Locking Strategy Should Start with the Conflict Target and Then the Consistency Level
If the conflict target is the same row of data, first choose between optimistic locking and pessimistic locking. If the conflict target is execution ownership for the same business logic, you are in distributed lock territory. This is the most effective decision path.
One Table Helps You Decide Quickly
| Type | Problem Solved | Control Target | Common Implementations | Best-Fit Scenarios | Main Cost |
|---|---|---|---|---|---|
| Optimistic Locking | Prevent stale data from overwriting newer data | Data version consistency | version, CAS, timestamp |
Read-heavy workloads, low conflict | Retry overhead on failure |
| Pessimistic Locking | Guarantee serialized modification of critical data | Data access ownership | Row locks, FOR UPDATE |
High conflict, strong consistency | Blocking, deadlock risk |
| Distributed Lock | Guarantee single execution across nodes | Business execution ownership | Redis, ZooKeeper | Scheduled jobs, global mutual exclusion | Complex edge cases, must prevent accidental unlock |
Recommended Answers for Three Common Scenarios
For standard e-commerce inventory deduction, prioritize optimistic locking. For balance debits and financial bookkeeping, prioritize pessimistic locking. For scheduled jobs, duplicate consumption prevention, and globally unique jobs, prioritize distributed locks.
FAQ
Q1: Can a distributed lock replace optimistic locking or pessimistic locking?
No. A distributed lock mainly decides who gets to execute. It does not inherently guarantee correct concurrent updates inside the database. If core data consistency is involved, you still need optimistic locking, pessimistic locking, or transactional constraints.
Q2: Should inventory deduction use optimistic locking or pessimistic locking?

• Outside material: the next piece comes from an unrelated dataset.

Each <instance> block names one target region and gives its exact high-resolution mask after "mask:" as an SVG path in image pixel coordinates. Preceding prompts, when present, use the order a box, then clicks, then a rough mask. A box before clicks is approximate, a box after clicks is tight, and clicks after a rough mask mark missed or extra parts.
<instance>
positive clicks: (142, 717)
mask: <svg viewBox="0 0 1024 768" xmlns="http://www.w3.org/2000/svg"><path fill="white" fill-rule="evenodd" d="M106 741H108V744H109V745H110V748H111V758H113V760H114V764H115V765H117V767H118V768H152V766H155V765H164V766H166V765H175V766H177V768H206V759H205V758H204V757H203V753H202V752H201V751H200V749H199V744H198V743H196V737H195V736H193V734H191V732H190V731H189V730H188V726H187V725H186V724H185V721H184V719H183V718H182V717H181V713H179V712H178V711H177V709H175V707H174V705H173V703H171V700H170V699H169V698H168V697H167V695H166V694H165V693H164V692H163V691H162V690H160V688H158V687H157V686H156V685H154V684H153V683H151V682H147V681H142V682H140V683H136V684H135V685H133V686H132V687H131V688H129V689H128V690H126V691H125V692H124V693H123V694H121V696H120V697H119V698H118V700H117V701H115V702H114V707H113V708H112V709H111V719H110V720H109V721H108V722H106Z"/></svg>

If the workload involves standard products, is read-heavy, and can tolerate retry after failure, optimistic locking is the better default. If the workload is a flash sale with high conflict and high oversell risk, you usually need a combination of pessimistic control, inventory pre-deduction, queue-based traffic shaping, or similar patterns.
Q3: Do I still need idempotency after adding a distributed lock?
Yes. A distributed lock only reduces the probability of duplicate execution. It does not cover network timeouts, lock expiration, message redelivery, or similar failure modes. Idempotency protects the result layer, while distributed locks control the process layer. You should use both.
AI Readability Summary
This article systematically breaks down the applicability boundaries, implementation patterns, and decision criteria for optimistic locking, pessimistic locking, and distributed locks. Using common scenarios such as inventory deduction, account debits, and scheduled jobs, it clarifies how these three mechanisms address two fundamentally different problems: data contention and execution ownership contention.